Los entrenadores también se beneficiarían de la variedad de rivales y situaciones tácticas. Preparar equipos para enfrentar estilos de juego diversos es fundamental en el fútbol moderno. La experiencia acumulada en este torneo sería valiosa para afrontar Mundiales y otras competiciones importantes.
El aspecto comercial del proyecto resulta atractivo para ambas confederaciones en términos financieros. Los patrocinadores buscan plataformas con alcance continental y audiencias masivas en múltiples países. Una Liga de Naciones panamericana cumpliría perfectamente con estos requisitos del mercado publicitario.
Las transmisiones televisivas alcanzarían audiencias desde Canadá hasta Argentina, abarcando todo el continente. Este alcance geográfico incrementa exponencialmente el valor de los derechos de transmisión. Consecuentemente, ambas confederaciones podrían distribuir mayores recursos entre sus asociaciones miembro.
El proyecto también fortalecería las relaciones institucionales entre la Conmebol y la Concacaf. Históricamente, ambas organizaciones han colaborado en diversos proyectos con resultados mixtos. Una competición conjunta exitosa consolidaría la cooperación entre las dos entidades rectoras del fútbol americano.
La Copa América ha incluido ocasionalmente a selecciones de la Concacaf como invitadas especiales. México y Estados Unidos han participado en varias ediciones del torneo sudamericano con buenos resultados. Estos antecedentes demuestran que existe viabilidad deportiva para enfrentamientos intercontinentales regulares.
Sin embargo, una Liga de Naciones oficial tendría mayor prestigio que las invitaciones esporádicas. Los equipos competirían en igualdad de condiciones por un título reconocido internacionalmente. Además, el formato estructurado garantizaría continuidad y desarrollo progresivo de la competición.
Los aficionados del fútbol americano han expresado históricamente interés en estos enfrentamientos intercontinentales.
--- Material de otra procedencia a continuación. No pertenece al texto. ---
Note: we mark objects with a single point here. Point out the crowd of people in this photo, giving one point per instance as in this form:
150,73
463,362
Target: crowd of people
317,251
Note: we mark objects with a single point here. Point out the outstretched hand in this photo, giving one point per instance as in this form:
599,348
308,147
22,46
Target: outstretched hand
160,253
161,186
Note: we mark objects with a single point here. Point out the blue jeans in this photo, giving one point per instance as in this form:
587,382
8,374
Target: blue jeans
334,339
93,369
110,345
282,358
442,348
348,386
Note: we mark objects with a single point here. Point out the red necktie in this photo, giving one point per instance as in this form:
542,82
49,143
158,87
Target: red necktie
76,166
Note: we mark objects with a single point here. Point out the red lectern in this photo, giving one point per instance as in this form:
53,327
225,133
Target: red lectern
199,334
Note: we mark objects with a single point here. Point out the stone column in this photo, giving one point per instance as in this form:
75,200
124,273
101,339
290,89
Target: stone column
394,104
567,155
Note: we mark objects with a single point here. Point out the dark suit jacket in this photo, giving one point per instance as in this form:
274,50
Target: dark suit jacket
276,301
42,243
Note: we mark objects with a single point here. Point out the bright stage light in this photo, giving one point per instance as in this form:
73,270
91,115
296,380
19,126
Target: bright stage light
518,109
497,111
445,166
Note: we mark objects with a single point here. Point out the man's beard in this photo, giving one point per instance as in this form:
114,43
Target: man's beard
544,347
Las redes sociales y foros especializados debaten frecuentemente sobre el nivel relativo de ambas confederaciones. Una competición oficial ofrecería respuestas concretas basadas en resultados deportivos objetivos.
El momento elegido para lanzar este proyecto parece estratégicamente apropiado para ambas confederaciones. El fútbol sudamericano atraviesa un momento de gran prestigio tras el Mundial de Catar. Simultáneamente, la Concacaf se prepara para coorganizar el Mundial 2026 junto con México, Estados Unidos y Canadá.
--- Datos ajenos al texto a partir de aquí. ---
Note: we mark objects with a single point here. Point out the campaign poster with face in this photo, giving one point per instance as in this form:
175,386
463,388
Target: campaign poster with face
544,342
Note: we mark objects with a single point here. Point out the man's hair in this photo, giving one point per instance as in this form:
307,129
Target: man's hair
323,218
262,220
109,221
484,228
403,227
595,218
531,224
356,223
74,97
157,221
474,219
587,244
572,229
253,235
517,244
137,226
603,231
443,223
La infraestructura deportiva en ambas regiones ha mejorado considerablemente en los últimos años. Estadios modernos y centros de entrenamiento de alta calidad están disponibles en múltiples países. Estas facilidades garantizan que el torneo pueda desarrollarse con estándares internacionales adecuados.
Los sistemas de competición de clubes en América también se han profesionalizado significativamente. La Copa Libertadores y la Liga de Campeones de la Concacaf funcionan exitosamente en sus respectivos ámbitos. Esta experiencia organizativa facilita la implementación de una competición similar a nivel de selecciones.
El desafío principal será encontrar el equilibrio adecuado en el calendario internacional ya congestionado. Los clubes presionan constantemente para reducir el número de compromisos con selecciones nacionales. Por tanto, cualquier nueva competición debe justificar su existencia con argumentos deportivos y económicos sólidos.
La FIFA deberá aprobar finalmente cualquier modificación sustancial en el calendario de competiciones internacionales. El organismo rector del fútbol mundial tiene la última palabra sobre estos asuntos. No obstante, proyectos respaldados por dos confederaciones importantes suelen recibir consideración favorable.
El legado del Mundial 2030 podría verse enriquecido por la implementación de este torneo. Una Liga de Naciones panamericana celebraría el centenario del primer Mundial de manera continua. Más allá de los partidos conmemorativos, la competición perpetuaría el espíritu de unión futbolística americana.